# Winch stopped



## USMarine2001 (Feb 23, 2010)

Will go out won't roll back in...ideas?

posted using Outdoor Hub Campfire


----------



## bigcountrysg (Oct 9, 2006)

switch, soleniod, jammed up.


----------



## USMarine2001 (Feb 23, 2010)

How to fix? Unhook battery?

posted using Outdoor Hub Campfire


----------



## USMarine2001 (Feb 23, 2010)

Samw switch will let it out but not in

posted using Outdoor Hub Campfire


----------



## bigcountrysg (Oct 9, 2006)

USMarine2001 said:


> Samw switch will let it out but not in
> 
> posted using Outdoor Hub Campfire


But the switch is directional right? meaning it is either a rocker switch or double button.


----------



## USMarine2001 (Feb 23, 2010)

Yes left out.. right in.

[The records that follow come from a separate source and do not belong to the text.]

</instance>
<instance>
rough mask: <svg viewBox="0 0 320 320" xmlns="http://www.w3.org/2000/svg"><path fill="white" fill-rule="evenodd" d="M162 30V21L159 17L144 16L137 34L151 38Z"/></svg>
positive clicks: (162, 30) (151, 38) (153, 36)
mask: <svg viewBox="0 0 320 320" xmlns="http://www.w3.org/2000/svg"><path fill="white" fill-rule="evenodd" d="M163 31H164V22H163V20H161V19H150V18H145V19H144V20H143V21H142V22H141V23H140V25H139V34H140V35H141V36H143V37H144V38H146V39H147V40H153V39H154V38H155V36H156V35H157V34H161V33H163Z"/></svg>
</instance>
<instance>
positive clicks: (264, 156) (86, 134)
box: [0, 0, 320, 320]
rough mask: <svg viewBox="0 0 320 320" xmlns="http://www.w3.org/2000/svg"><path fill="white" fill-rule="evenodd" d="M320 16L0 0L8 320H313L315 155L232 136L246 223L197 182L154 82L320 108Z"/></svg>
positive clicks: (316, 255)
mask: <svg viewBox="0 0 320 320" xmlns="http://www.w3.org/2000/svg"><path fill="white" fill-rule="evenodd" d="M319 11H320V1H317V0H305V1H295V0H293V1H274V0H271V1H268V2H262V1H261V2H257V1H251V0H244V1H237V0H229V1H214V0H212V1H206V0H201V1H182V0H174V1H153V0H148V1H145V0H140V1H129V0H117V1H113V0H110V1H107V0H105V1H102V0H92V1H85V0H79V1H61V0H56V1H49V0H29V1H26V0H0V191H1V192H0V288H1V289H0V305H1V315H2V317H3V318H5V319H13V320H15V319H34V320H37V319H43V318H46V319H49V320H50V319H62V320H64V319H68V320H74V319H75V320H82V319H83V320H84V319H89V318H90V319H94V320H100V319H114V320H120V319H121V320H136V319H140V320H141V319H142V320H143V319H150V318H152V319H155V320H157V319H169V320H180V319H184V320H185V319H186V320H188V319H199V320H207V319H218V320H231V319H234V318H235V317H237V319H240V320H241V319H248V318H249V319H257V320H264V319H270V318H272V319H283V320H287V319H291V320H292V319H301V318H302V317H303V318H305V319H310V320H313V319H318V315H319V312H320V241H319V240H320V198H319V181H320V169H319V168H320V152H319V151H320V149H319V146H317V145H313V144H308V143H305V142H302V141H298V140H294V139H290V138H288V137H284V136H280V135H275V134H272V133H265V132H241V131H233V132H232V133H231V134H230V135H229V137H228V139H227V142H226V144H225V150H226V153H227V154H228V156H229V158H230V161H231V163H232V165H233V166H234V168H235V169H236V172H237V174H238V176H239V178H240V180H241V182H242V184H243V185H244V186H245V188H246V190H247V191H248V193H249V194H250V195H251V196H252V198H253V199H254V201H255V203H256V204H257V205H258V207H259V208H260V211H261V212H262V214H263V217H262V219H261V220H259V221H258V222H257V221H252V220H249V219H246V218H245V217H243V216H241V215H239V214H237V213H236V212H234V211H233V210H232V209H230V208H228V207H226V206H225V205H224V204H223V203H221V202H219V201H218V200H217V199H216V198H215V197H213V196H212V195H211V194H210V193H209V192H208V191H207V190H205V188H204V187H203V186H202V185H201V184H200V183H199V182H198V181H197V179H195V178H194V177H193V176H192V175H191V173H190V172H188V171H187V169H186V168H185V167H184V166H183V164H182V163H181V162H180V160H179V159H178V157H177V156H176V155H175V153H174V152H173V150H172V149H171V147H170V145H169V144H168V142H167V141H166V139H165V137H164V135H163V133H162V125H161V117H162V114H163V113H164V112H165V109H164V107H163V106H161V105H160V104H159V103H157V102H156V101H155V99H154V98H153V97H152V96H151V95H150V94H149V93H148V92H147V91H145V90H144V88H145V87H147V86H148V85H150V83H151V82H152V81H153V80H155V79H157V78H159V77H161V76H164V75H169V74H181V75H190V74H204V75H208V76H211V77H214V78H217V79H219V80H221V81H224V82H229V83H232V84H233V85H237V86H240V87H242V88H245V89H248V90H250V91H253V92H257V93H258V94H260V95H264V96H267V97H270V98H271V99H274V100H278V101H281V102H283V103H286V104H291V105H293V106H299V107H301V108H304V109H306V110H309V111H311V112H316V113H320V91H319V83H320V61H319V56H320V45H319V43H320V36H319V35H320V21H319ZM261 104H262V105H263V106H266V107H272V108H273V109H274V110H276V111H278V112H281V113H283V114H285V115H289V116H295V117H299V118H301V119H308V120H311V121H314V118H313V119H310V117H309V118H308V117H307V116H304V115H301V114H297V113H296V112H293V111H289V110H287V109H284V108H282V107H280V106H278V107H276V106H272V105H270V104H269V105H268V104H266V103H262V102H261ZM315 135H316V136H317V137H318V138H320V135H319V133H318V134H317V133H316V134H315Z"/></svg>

No grinding or issues going out

posted using Outdoor Hub Campfire


----------



## wally-eye (Oct 27, 2004)

Need a new switch.......kind of a common issue....same issue with my grizzly a couple of years ago......new switch and back in business......


----------



## MOTOMAN91 (Oct 26, 2010)

Unhook the wires attached to the winch. reverse them (hook them up opposite of the way they were). now the out switch should pull it back in. if it doesn't, its not the switch and may be the winch.


----------



## USMarine2001 (Feb 23, 2010)

After about 3 hours of sitting and me tearing apart the front end it worked. Thinking solenoid?

posted using Outdoor Hub Campfire


----------